In the Cour Carree at the Louvre, “…under the fasts of national funerary and in front of his casket covered by the French flag and Beethoven’s Heroic March, André Malraux brought him [Braque] the homage of the entire Nation.”
There’s an audiovisual clip of Malraux bringing Braque “the homage of the entire Nation” here.
On that same day, the 3rd September 1963, “the entire [United States of] America at the initiative of his Excellency Hervé Alphand, Plenipotentiary and Extraordinary Ambassador of the French Republic, joined with fervor the funeral ceremony officiated aboard the ship France in the New York harbor…” [‘Métamorphoses de Braque’ (Éd. F.A.C., Paris, 1989)]
I can’t help but think (and I’ve been thinking this for a very long time now), that the SS France should be dry docked in the Cour Carree – so that the two parallel memorial events could now become the one location. Or site (Foucault).
…the Ateliers are a microcosm of the painter’s professional universe…canvases and frames are stacked; on a lectern is a pile of sketchbooks which Braque claims he uses as `cookerybooks’ to provide ideas and suggest subjects for compositions…tables are laden with artists’ materials, while others are covered with pots, vases, musical instruments, bowls of fruit, pieces of sculpture, objets trouvés, philodendron plants and all kinds of odds-and-ends…
– John Richardson: ‘The Ateliers of Braque’, Burlington Magazine XCVII no. 627, June 1955
This is, on one level, a very simple enquiry – what happened to Braque’s studio objects after his death? I’ve just mailed this question to Alex Danchev.
Wouldn’t it be something to find those things that triangulated so essentially with painter and painting?

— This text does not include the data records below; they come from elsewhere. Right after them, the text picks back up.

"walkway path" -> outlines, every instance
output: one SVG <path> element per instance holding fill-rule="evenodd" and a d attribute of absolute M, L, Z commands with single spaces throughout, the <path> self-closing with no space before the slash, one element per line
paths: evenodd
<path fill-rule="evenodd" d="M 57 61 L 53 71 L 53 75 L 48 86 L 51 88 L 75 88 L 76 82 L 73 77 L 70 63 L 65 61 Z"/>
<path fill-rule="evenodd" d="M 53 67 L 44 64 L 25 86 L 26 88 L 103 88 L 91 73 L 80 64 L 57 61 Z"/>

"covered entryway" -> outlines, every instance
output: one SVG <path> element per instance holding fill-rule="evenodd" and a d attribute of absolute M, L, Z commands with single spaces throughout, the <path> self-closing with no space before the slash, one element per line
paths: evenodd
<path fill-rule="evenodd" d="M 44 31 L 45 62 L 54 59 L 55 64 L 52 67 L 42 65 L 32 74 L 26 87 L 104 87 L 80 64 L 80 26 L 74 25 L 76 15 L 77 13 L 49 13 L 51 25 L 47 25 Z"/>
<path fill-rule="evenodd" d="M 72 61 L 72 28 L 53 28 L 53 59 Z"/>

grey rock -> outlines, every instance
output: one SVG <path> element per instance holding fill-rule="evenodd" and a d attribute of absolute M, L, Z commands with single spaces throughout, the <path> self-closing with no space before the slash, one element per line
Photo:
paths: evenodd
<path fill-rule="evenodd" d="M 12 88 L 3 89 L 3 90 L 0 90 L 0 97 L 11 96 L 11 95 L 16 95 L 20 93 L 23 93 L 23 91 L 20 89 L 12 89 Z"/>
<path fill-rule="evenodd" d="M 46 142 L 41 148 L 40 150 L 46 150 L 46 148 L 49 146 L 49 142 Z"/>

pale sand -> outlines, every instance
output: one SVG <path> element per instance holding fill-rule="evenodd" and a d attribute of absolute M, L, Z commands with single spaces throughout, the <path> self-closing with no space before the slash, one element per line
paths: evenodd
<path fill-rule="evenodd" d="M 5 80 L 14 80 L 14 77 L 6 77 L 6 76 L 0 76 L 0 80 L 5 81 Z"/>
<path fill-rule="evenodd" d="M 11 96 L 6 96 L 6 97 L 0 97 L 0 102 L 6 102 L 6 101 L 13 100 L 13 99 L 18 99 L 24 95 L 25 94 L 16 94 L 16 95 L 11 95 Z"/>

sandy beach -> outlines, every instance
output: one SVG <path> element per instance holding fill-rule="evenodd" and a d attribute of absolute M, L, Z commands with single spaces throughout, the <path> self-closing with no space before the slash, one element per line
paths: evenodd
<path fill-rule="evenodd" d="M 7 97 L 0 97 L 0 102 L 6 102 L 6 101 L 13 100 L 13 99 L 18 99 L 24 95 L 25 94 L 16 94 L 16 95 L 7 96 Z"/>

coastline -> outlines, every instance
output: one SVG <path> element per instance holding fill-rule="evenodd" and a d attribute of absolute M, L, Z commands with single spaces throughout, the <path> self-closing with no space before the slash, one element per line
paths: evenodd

It isn’t possible to assess to what extent Braque arranged his affairs before his death (Danchev reports that Braque, slipping in and out of consciousness, asked for his palette when close to death, and this suggests the painter had a sense of on-going project, of unfinished business, and not of termination or extinction). So let’s assume that Braque simply left everything to his wife, Marcelle. Or maybe he left all his studio objects to Mariette Lachaud, his studio assistant for over thirty years. Maybe this is as simple as finding a couple of Wills and understanding the distribution of Braque’s Estate.

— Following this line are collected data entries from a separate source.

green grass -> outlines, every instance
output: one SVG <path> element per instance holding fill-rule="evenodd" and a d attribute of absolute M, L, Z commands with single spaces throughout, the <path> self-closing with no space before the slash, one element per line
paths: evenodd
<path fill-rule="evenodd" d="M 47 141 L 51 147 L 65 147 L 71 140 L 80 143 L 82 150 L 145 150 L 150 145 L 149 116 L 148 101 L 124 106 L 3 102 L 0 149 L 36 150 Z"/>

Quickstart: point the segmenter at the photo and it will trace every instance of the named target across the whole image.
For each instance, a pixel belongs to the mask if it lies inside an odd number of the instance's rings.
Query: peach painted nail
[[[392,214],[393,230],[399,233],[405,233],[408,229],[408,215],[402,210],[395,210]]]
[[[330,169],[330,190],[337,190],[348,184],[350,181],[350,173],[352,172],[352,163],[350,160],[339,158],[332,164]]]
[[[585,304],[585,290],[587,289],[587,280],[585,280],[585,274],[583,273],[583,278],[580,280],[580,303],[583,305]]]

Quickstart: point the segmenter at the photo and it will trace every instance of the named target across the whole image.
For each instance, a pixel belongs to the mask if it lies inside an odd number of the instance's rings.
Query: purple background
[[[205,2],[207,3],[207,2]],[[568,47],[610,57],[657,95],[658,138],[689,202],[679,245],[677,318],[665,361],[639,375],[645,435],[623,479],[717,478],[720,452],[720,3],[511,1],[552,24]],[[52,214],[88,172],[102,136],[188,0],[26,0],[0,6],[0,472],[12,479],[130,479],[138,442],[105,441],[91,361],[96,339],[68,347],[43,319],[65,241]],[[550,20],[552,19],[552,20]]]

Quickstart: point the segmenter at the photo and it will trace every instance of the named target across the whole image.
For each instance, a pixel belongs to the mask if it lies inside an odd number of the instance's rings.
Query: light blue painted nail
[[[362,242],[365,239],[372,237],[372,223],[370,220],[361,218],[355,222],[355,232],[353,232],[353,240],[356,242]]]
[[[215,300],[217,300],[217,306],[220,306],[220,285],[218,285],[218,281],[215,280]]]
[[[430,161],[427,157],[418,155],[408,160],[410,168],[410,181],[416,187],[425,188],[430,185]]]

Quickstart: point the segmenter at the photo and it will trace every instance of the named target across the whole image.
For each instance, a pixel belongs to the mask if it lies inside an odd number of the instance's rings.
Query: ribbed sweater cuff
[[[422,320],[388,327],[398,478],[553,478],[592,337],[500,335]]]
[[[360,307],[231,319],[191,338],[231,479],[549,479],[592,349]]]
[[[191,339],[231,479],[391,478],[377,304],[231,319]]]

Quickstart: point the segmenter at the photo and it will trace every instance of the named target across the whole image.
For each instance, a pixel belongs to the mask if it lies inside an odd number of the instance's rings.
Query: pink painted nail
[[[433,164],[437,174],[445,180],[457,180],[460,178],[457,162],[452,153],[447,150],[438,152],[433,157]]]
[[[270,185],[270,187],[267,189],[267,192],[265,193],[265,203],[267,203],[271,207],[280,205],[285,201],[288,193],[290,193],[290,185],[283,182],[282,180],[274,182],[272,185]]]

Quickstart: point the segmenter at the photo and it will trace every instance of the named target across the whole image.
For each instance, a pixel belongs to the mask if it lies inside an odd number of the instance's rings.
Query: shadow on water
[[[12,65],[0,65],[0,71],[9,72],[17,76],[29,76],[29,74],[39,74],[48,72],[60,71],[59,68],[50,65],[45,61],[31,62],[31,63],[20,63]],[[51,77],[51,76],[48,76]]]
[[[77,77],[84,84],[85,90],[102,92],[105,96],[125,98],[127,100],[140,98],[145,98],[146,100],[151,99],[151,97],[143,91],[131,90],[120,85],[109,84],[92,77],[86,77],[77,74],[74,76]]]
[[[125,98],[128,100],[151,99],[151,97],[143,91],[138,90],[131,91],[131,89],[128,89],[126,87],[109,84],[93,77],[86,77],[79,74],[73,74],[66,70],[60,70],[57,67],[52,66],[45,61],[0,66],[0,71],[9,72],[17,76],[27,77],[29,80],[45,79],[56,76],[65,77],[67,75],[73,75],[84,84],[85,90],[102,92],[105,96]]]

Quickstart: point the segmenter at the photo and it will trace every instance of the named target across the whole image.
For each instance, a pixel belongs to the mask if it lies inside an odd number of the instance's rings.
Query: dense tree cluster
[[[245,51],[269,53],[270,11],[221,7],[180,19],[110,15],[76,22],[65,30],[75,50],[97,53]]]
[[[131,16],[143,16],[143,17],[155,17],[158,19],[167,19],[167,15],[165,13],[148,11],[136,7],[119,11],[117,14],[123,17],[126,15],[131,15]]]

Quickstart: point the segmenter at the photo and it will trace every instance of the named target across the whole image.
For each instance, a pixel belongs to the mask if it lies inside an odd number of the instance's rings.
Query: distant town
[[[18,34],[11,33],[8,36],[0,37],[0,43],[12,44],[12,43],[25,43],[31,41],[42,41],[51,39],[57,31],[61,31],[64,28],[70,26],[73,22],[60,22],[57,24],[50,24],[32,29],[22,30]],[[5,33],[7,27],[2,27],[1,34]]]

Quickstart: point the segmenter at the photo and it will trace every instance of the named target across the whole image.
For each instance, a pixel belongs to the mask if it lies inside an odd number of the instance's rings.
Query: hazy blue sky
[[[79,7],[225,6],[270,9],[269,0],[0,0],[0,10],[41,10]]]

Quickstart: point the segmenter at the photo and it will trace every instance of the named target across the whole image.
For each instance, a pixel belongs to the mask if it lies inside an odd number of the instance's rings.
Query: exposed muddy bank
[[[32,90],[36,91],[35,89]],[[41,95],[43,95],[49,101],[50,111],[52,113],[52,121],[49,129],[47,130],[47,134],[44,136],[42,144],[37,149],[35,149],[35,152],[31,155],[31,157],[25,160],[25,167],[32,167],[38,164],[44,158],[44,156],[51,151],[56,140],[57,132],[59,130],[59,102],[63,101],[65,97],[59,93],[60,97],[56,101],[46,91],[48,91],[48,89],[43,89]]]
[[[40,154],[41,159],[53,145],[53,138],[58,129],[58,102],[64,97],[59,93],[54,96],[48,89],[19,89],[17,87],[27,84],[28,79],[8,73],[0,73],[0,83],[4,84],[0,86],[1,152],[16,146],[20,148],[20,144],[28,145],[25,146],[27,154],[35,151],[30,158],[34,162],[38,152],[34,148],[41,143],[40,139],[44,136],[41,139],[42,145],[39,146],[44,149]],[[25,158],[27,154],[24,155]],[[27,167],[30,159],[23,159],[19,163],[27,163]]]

This could just be a case of chasing the paperwork, and of seeing where this takes us.
Or maybe some provision was made (by Braque, by Marcelle?) whereby the studio objects were dispersed along with the late paintings. The seven volumes of Braque’s Catalogue Raisonne (Maeght Editeur, Paris) don’t extend beyond 1957, and, therefore, are not of much use in this instance. Certainly Marcelle Braque made a bequest to the Musee National d’Art Moderne before her death in 1965. Also, some of the late paintings went to Aime Maeght.
I’m sure I’ve seen somewhere a partial inventory of the objects shown in some of Braque’s paintings… Anyway, to do a full inventory would be fascinating. But better still would be to draw and paint these objects (or the ‘rapport’ with and between these objects) in the hope that this would make “everything possible and right” (again). Perpetual revelation?
Alex Danchev has replied very promptly. He says: “I’m sorry to say that I think they [the studio objects] are either dispersed or inaccessible. After Marcelle’s death, the Braque estate passed to the Laurens family…legally, the inheritor is now Quentin Laurens, the director of the Galerie Leiris.”